A couple walks into an Infertility clinic, their 4th so far, to collect the results of the investigations they underwent last week. Their consulting doctor sits with them and they come to know that all their investigations have come out to be normal, again, for the 4th time, in as many clinics. They are frustrated, which is understood , as they have been married for 6 years now and running from one clinic to the other. They have been told by their previous consultants that their case comes under the category of unexplained infertility. This is an educated couple, but it is difficult for them to comprehend that they are not able to conceive naturally without any identifiable cause.
Unexplained infertility is the term used for such an infertile couple in whom all the investigations conducted have yielded normal results and yet they are unable to conceive spontaneously. In other words, these couples suffer from infertility due to such causes that cannot be diagnosed with the present resources and investigations available. Around 15-20% of all infertile couples fall under this category of infertility.
To label a couple under this category, all the investigations related to fertility should have been performed and should come out to be normal. The scope of such investigations include ovulation studies or in simple words the status of eggs in a women, its reserve, timely development and ovulation of follicle, hormonal status of women including AMH, thyroid and prolactin levels , status of her fallopian tubes, whether patent or not or presence of some abnormality in tubes, investigations to rule out other underlying disease such as diabetes, liver disease, anemia and such as these can affect female fertility in multiple ways. For male partner, a detailed semen analysis from an expert andrologist can go a long way in finding a manageable cause of infertility.
Age of the female partner is a very important factor as many couples in the category has a female partner over the age of 35 years.
In such cases, the quality of the eggs and its reserve itself is challenged in . Other reasons which can possibly lead to unexplained infertility are – failure of egg to enter fallopian tube, failure of fertilization to occur, defect in transporting fertilized ovum from fallopian tube to the uterine cavity for implantation, and failure of implantation of embryo itself.

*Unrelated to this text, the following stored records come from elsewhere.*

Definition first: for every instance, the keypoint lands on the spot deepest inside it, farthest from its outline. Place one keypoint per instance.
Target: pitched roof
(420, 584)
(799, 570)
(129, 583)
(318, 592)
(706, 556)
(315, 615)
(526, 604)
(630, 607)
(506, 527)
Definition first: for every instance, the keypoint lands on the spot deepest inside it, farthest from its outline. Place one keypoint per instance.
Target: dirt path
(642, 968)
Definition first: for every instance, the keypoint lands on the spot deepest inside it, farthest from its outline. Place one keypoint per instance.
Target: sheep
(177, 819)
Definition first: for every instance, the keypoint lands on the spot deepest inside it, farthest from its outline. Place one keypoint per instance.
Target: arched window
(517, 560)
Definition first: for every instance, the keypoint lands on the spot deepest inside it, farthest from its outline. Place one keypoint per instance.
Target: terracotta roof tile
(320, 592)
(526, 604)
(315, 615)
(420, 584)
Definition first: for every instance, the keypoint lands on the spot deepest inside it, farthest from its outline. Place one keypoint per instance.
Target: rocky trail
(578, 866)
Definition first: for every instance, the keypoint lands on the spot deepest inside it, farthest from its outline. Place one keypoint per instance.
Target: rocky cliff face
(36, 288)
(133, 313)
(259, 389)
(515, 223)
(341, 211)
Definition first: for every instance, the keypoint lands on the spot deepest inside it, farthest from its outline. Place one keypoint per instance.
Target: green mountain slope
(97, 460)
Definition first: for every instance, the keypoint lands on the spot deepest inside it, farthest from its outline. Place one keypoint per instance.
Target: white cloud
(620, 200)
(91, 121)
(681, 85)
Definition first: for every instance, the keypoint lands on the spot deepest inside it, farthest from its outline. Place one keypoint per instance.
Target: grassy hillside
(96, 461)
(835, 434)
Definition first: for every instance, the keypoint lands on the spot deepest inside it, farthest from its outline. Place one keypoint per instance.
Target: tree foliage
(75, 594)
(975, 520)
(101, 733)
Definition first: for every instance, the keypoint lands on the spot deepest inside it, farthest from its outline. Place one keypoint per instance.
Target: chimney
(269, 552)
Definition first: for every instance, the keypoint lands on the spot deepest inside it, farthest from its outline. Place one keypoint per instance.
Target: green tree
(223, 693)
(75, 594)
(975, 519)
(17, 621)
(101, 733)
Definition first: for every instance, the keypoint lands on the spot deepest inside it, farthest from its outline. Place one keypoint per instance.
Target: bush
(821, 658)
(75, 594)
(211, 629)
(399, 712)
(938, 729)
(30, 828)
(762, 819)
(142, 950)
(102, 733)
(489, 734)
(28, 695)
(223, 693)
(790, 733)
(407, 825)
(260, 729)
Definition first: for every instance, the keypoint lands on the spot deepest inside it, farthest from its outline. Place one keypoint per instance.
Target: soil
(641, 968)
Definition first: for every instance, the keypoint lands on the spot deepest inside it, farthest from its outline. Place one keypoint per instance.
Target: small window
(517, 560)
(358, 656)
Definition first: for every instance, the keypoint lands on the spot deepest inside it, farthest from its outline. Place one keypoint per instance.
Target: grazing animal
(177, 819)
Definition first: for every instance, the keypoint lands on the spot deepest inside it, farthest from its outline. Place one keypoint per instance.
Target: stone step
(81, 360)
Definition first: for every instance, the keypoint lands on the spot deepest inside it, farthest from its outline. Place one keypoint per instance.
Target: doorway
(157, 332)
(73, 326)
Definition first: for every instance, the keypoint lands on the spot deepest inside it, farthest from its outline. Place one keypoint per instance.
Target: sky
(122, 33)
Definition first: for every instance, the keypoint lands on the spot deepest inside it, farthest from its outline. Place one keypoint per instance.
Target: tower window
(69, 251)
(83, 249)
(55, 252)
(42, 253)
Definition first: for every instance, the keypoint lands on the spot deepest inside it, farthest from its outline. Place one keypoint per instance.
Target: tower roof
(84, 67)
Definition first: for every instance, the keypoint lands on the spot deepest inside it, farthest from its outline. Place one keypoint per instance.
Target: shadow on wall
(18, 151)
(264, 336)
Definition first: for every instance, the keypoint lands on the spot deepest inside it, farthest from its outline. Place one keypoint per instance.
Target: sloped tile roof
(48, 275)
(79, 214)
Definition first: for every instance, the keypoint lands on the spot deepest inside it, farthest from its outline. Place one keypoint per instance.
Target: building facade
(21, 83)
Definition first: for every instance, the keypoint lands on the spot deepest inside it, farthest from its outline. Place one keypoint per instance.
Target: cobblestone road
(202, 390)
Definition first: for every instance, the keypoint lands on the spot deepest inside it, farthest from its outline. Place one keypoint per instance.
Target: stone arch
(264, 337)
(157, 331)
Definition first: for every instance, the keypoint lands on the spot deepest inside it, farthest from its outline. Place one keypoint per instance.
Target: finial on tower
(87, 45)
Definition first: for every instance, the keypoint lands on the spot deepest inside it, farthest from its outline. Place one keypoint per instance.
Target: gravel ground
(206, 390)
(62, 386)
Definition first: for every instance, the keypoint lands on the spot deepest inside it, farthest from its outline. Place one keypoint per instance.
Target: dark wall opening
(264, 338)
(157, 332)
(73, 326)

Unfortunately, all these reasons are beyond the scope of present available investigations and also beyond the scope of proven available treatments. One more factor which can be a cause of unexplained infertility is patient’s immunology.
Immunity is the capability of the body to fight against infections and protect us. In some women, her immunity ends up working against the sperms and the fertilized embryo and can also lead to failure of implantation. There is a limited proven data available to justify routine testing for immunological factors in cases of unexplained infertility from the very outset.
Laparoscopy and hysteroscopy as a routine first line investigation in all cases of unexplained infertility is not justified and need not be done right away in all such cases but it can yield some information and pathology that can be treated.
Now let us come to the most important part , the treatment available for such couples. We will try and outline a stepwise and individual approach. The first step in such cases is ovulation monitoring. Spontaneous ovulation and its timing during the menstrual cycle is the starting point and can serve as guide to “timed intercourse” which might turn out to be beneficial in a small minority of cases.
Further, first line of treatment for all such couples is Intrauterine Insemination -IUI , along with ovulation induction. Ovulation induction is the process whereby the ovary is minimally stimulated with the help of oral drugs started after menstruation starts, followed by monitoring of growing follicle and then timing the IUI with ovulation,which can be spontaneous or triggered .
IUI has a slightly better chance of success in cases of unexplained infertility as compared to other infertile couples. IUI is to be used as the first line treatment in couples where the duration of marriage is less and the age of female is below 35 years with good reserve of eggs. Another line of treatment is In Vitro Fertilization / Intracytoplasmic sperm injection, IVF/ICSI .
This is the next line of management in patients where IUI has not yielded any results , or it can be used as first line of treatment in cases where the age of wife is 35 years or more, duration of married life is more or in cases where reserve of eggs now stands challenged.
In IVF/ICSI , eggs from female partner are retrieved through a process that includes stimulation of ovaries and retrieval of eggs under anesthesia, then the eggs are fertilized with husband’s sperms. The fertilized embryo’s are then cultured in laboratory settings by expert embryologists and they are then finally transferred into the uterine cavity of wife.
This is a technique which, if done with expertise , yields a high pregnancy rates of around 70% and above and the chances are even better in patients of unexplained infertility. The widespread availability of infertility clinics, use of newer technologies and better medicines has brought down the cost of this treatment in present scenario and it is now within the reach of common man.
The crux of the discussion is that the couples who have been labeled as cases of unexplained infertility and are avoiding any active treatment because all their investigations have turned out to be normal need to consult a dedicated infertility center for early initiation of correct line of treatment.
Earlier the treatment is started , more are the chances of achieving a healthy pregnancy and option of more treatment avenues is open.